As readers of this blog may recall, the Middle District of North Carolina recently denied Dish Network’s request for reversion of $11 million in unclaimed funds from the jury-awarded damages in a TCPA class action trial. See Krakauer v. Dish Network, LLC, No. 14-0333 (M.D.N.C. Oct. 27, 2020). Noting that the TCPA is a deterrence statute, the District Court held that allowing unclaimed funds to revert to the defendant would undermine the function of the damage award, and it determined that such funds should either escheat to the government or be donated to an appropriate charity whose work is related to the objectives of the TCPA. But the District Court did not decide the ultimate recipient of the unclaimed funds, appointing a special master to identify and evaluate potential cy pres recipients and make recommendations to the court.
Now, in a roughly one-page order, the Fourth Circuit denied Dish Network’s appeal of the District Court’s final disbursement order.
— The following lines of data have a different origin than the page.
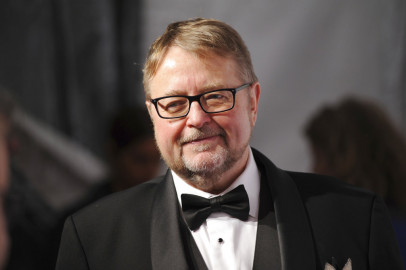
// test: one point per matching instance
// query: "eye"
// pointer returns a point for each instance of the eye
(215, 96)
(173, 104)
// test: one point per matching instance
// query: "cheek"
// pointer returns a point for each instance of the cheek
(166, 134)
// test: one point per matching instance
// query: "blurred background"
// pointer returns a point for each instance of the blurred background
(71, 65)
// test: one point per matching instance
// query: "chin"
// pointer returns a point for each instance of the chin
(206, 162)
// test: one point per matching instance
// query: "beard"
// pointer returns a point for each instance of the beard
(204, 164)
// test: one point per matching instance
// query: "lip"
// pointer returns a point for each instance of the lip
(204, 140)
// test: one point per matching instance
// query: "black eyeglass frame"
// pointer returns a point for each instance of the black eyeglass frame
(197, 98)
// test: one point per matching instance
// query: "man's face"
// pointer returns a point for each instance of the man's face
(201, 144)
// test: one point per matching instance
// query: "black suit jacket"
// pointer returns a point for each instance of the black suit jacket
(318, 220)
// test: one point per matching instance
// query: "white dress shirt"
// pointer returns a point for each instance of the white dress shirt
(226, 242)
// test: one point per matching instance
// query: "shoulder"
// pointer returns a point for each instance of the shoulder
(312, 186)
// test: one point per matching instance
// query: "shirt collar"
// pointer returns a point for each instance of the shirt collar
(250, 178)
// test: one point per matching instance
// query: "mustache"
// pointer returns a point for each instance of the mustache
(201, 133)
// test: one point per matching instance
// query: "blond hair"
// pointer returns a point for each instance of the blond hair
(199, 36)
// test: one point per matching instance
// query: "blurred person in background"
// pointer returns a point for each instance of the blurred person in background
(222, 204)
(27, 223)
(132, 155)
(355, 141)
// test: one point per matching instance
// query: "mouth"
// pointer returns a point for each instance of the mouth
(203, 139)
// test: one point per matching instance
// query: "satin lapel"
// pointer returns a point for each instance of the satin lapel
(267, 254)
(294, 233)
(166, 236)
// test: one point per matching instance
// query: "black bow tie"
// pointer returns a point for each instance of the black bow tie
(196, 209)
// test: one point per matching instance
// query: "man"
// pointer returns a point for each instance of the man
(202, 95)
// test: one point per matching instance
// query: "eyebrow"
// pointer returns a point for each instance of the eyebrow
(207, 88)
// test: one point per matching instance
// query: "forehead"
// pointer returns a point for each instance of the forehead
(184, 71)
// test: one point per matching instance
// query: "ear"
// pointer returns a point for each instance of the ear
(255, 91)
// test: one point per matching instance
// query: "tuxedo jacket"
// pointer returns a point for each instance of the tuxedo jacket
(309, 220)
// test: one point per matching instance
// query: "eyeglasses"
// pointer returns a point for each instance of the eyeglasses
(215, 101)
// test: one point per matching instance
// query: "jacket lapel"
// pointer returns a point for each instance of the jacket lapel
(172, 245)
(294, 234)
(166, 237)
(267, 254)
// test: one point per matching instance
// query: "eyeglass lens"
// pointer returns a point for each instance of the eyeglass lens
(211, 102)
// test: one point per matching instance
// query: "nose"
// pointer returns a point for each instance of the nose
(197, 117)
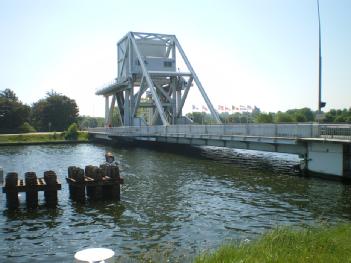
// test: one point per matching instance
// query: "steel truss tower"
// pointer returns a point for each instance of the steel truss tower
(147, 66)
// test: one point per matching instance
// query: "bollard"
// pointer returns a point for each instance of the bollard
(31, 190)
(94, 192)
(50, 194)
(11, 182)
(77, 189)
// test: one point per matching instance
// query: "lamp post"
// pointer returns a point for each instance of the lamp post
(320, 103)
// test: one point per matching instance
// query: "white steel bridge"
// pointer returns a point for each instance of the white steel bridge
(323, 148)
(154, 76)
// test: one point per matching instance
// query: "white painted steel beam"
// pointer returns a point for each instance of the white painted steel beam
(197, 81)
(149, 81)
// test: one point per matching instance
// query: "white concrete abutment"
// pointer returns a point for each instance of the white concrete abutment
(329, 157)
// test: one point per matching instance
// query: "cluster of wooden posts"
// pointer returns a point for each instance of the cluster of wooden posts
(98, 183)
(31, 185)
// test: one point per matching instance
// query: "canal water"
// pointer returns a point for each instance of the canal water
(175, 204)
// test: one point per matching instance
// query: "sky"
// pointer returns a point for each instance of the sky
(260, 53)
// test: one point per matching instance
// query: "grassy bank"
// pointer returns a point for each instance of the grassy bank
(32, 138)
(323, 244)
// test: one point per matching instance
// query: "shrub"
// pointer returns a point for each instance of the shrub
(72, 132)
(26, 128)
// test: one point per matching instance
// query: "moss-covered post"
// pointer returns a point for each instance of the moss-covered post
(11, 181)
(50, 194)
(31, 189)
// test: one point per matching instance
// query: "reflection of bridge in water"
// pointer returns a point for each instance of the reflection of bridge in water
(324, 148)
(153, 81)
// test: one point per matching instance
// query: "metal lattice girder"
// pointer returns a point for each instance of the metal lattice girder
(147, 65)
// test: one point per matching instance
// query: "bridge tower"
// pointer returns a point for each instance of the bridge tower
(149, 82)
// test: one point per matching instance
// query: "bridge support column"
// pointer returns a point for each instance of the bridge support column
(329, 158)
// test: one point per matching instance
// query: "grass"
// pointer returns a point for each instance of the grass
(38, 137)
(322, 244)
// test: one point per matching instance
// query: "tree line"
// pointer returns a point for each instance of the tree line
(54, 112)
(256, 116)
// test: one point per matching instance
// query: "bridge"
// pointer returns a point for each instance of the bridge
(323, 148)
(150, 91)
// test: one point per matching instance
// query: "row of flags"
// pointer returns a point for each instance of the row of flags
(225, 108)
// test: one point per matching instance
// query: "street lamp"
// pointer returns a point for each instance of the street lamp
(320, 103)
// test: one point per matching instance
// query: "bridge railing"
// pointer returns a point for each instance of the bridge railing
(295, 130)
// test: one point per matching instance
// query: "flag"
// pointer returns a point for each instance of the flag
(242, 108)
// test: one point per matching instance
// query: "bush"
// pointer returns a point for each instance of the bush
(72, 132)
(26, 128)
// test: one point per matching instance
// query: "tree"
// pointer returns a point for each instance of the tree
(54, 113)
(13, 113)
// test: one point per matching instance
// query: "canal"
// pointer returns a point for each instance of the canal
(176, 203)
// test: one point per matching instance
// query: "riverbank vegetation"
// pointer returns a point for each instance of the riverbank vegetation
(322, 244)
(53, 113)
(257, 116)
(47, 137)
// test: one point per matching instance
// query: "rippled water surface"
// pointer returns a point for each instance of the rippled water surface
(178, 203)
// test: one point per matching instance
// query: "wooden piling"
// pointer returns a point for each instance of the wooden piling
(50, 194)
(94, 191)
(11, 182)
(77, 190)
(30, 179)
(100, 183)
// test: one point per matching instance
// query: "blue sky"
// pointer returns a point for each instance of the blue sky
(245, 52)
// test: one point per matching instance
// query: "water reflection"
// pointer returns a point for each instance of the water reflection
(178, 203)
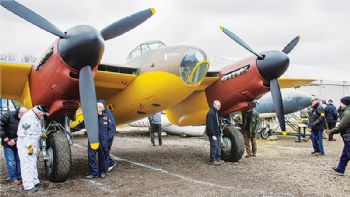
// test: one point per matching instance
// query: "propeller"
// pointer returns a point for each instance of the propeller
(278, 103)
(31, 17)
(240, 41)
(88, 104)
(126, 24)
(271, 65)
(81, 48)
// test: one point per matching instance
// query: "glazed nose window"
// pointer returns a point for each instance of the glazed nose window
(194, 66)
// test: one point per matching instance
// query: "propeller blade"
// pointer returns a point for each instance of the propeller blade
(278, 104)
(126, 24)
(89, 105)
(31, 17)
(240, 41)
(290, 46)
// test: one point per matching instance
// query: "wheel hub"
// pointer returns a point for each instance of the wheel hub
(49, 161)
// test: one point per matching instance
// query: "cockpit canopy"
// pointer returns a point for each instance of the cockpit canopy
(143, 48)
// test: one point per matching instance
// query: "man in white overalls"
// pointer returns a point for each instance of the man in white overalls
(29, 133)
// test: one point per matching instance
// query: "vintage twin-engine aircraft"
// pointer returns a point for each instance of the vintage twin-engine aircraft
(156, 78)
(62, 78)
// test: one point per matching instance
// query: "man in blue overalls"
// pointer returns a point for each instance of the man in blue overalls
(99, 168)
(110, 134)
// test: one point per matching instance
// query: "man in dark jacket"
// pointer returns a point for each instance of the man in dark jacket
(98, 168)
(317, 125)
(251, 125)
(214, 133)
(111, 132)
(8, 133)
(344, 129)
(331, 114)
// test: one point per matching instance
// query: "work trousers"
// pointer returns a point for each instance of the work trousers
(28, 161)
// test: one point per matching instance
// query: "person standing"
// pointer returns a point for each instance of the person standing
(98, 168)
(214, 132)
(251, 125)
(29, 133)
(8, 133)
(110, 134)
(344, 129)
(155, 121)
(317, 125)
(331, 114)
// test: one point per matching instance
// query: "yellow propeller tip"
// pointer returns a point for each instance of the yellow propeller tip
(153, 11)
(94, 146)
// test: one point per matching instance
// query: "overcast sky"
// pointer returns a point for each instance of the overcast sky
(263, 24)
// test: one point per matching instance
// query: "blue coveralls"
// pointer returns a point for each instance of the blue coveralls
(96, 168)
(213, 129)
(111, 132)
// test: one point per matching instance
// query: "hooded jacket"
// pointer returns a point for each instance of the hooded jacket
(344, 126)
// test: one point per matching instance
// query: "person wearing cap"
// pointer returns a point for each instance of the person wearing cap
(8, 133)
(98, 168)
(344, 129)
(251, 125)
(317, 124)
(29, 133)
(110, 134)
(331, 114)
(155, 121)
(213, 131)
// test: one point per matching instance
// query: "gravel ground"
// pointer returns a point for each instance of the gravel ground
(180, 168)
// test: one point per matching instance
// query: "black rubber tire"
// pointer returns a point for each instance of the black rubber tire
(237, 144)
(61, 164)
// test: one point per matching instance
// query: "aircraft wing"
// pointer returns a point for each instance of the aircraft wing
(13, 80)
(294, 82)
(110, 79)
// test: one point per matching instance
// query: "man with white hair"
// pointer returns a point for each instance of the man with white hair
(29, 133)
(214, 133)
(8, 133)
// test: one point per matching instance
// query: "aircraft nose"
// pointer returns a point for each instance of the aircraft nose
(273, 65)
(82, 46)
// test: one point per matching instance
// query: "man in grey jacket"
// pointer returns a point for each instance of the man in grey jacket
(344, 129)
(156, 127)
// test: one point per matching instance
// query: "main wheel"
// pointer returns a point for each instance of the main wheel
(58, 165)
(233, 144)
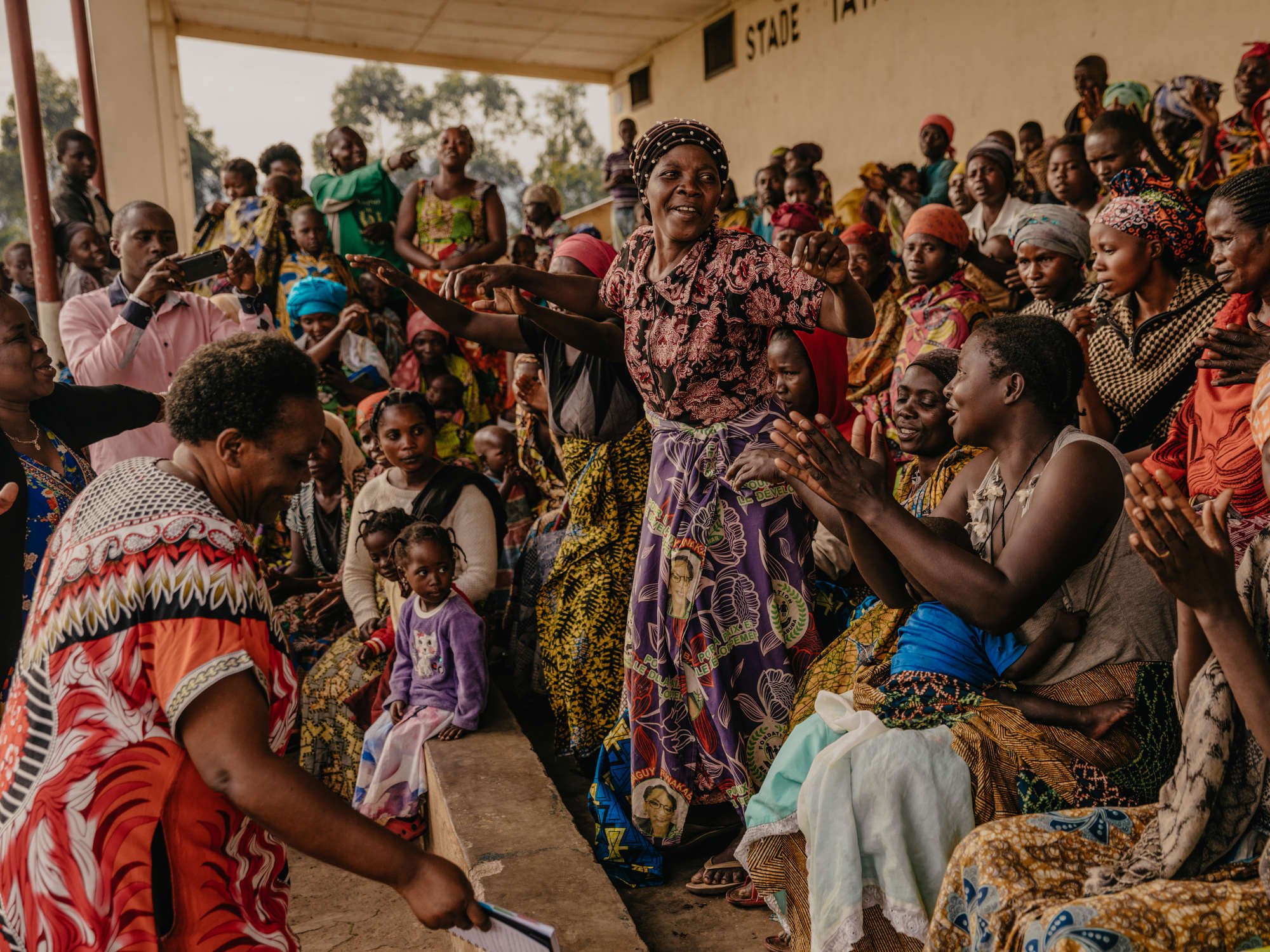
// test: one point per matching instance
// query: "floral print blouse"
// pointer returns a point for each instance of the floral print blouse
(697, 341)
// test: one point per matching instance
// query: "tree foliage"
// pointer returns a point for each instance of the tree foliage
(391, 114)
(59, 110)
(572, 159)
(206, 159)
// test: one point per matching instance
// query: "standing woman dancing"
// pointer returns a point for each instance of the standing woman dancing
(721, 611)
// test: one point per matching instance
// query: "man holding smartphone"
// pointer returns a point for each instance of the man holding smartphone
(142, 328)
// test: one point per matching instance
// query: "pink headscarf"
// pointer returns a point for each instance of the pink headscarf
(590, 252)
(407, 375)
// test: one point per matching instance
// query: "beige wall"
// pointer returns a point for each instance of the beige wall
(862, 86)
(144, 144)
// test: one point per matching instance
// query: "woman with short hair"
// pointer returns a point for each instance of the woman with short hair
(152, 676)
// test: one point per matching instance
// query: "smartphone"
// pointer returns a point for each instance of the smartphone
(197, 268)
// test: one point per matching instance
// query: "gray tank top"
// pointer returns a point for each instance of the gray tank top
(1131, 618)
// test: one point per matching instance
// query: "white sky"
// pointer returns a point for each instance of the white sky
(236, 105)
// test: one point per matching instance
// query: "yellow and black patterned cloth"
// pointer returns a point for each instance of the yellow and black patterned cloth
(584, 604)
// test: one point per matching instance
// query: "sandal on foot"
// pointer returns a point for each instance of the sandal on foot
(746, 897)
(714, 889)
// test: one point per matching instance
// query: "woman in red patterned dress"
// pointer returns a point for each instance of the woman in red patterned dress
(143, 791)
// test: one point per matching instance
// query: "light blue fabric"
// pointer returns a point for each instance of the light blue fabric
(316, 296)
(935, 640)
(882, 812)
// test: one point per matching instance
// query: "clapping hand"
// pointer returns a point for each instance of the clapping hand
(1205, 109)
(164, 276)
(241, 270)
(848, 477)
(530, 393)
(328, 602)
(1189, 554)
(1238, 354)
(822, 256)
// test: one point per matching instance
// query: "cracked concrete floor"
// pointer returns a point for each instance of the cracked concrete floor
(333, 911)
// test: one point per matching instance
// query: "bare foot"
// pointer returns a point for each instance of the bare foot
(1097, 720)
(730, 876)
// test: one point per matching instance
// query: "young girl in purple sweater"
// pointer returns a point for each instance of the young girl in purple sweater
(438, 687)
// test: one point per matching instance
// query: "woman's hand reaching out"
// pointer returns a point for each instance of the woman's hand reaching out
(758, 465)
(822, 256)
(485, 277)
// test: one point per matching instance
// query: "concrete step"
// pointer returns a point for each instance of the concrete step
(493, 810)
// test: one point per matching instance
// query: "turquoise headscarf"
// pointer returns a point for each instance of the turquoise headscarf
(1128, 95)
(314, 296)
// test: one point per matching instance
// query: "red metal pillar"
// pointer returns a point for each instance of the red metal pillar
(31, 139)
(88, 87)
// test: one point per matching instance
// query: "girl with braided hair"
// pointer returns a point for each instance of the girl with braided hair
(1141, 359)
(721, 624)
(1045, 510)
(439, 682)
(418, 483)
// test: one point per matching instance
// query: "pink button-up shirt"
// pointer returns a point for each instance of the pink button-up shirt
(97, 337)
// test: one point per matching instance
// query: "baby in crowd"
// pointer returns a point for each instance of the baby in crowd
(937, 642)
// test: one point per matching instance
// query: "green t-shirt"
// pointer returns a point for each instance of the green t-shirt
(354, 201)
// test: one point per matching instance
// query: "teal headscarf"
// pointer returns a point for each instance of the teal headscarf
(1128, 95)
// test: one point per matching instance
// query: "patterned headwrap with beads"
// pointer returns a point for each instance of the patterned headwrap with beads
(1150, 206)
(666, 136)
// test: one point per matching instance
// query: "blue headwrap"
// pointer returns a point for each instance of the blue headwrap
(316, 296)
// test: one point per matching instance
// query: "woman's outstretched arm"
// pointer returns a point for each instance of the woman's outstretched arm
(848, 309)
(225, 731)
(573, 293)
(497, 331)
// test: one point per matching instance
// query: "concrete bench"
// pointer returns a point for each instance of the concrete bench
(493, 810)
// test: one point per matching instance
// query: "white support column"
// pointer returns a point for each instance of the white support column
(143, 112)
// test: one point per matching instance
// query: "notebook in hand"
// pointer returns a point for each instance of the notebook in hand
(510, 932)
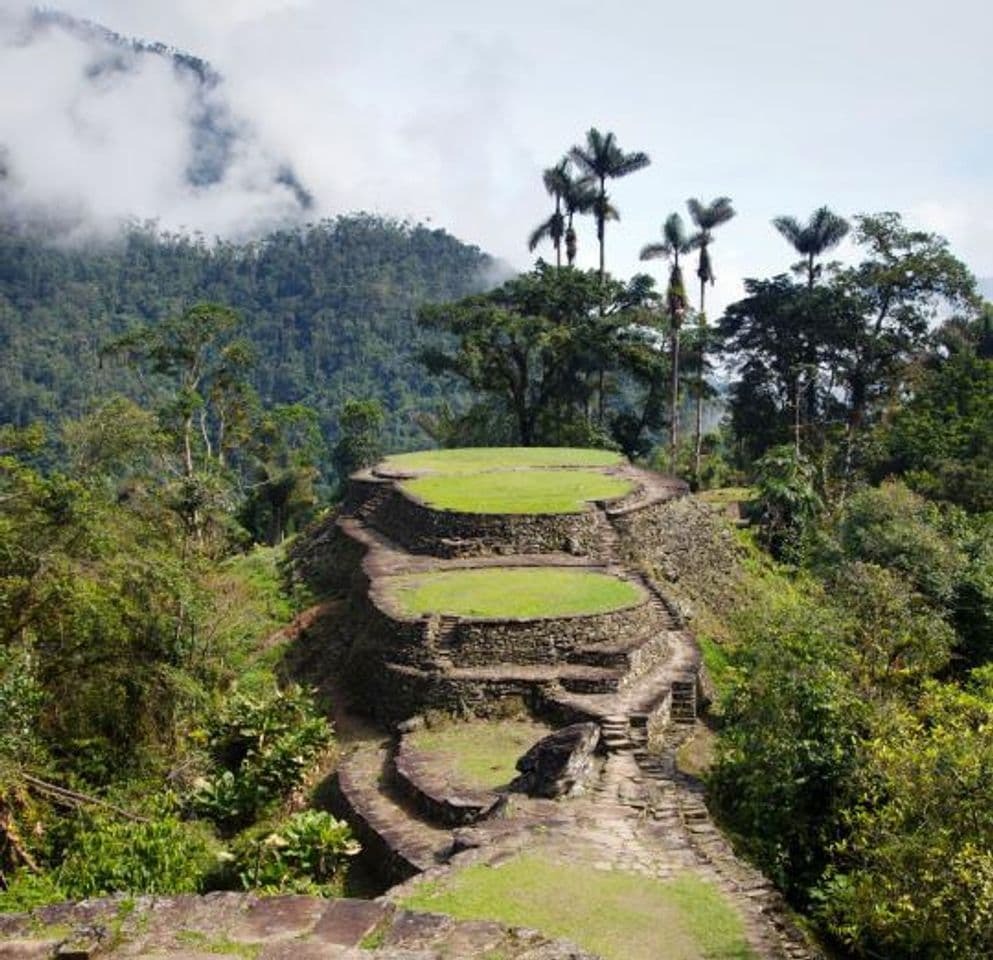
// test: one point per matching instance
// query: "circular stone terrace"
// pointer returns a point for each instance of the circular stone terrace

See Krakauer v. Dish Network, LLC, No. 20-1077, No. 20-1198 (4th Cir. Dec. 1, 2020). Notwithstanding that the District Court had denied in no uncertain terms Dish’s motion that the unclaimed funds revert to Dish, the appellate court determined that the appeal was not yet ripe, given that the issue of where the funds will go has not yet been decided by the District Court and therefore “Dish’s interest in the ongoing claims administration process is contingent upon the issue—not yet resolved in the district court—of whether any unclaimed class funds revert to Dish.” Id. It concluded that if the District Court resolved not to allow such a reversion, “then the errors that Dish assigns to the claims administration process will not have caused any injury to Dish.” Id. Thus, on both standing and ripeness grounds, the Fourth Circuit denied the appeal.
The $11 million question—who will ultimately receive the unclaimed funds—still remains to be seen. We will continue to monitor this case as it develops.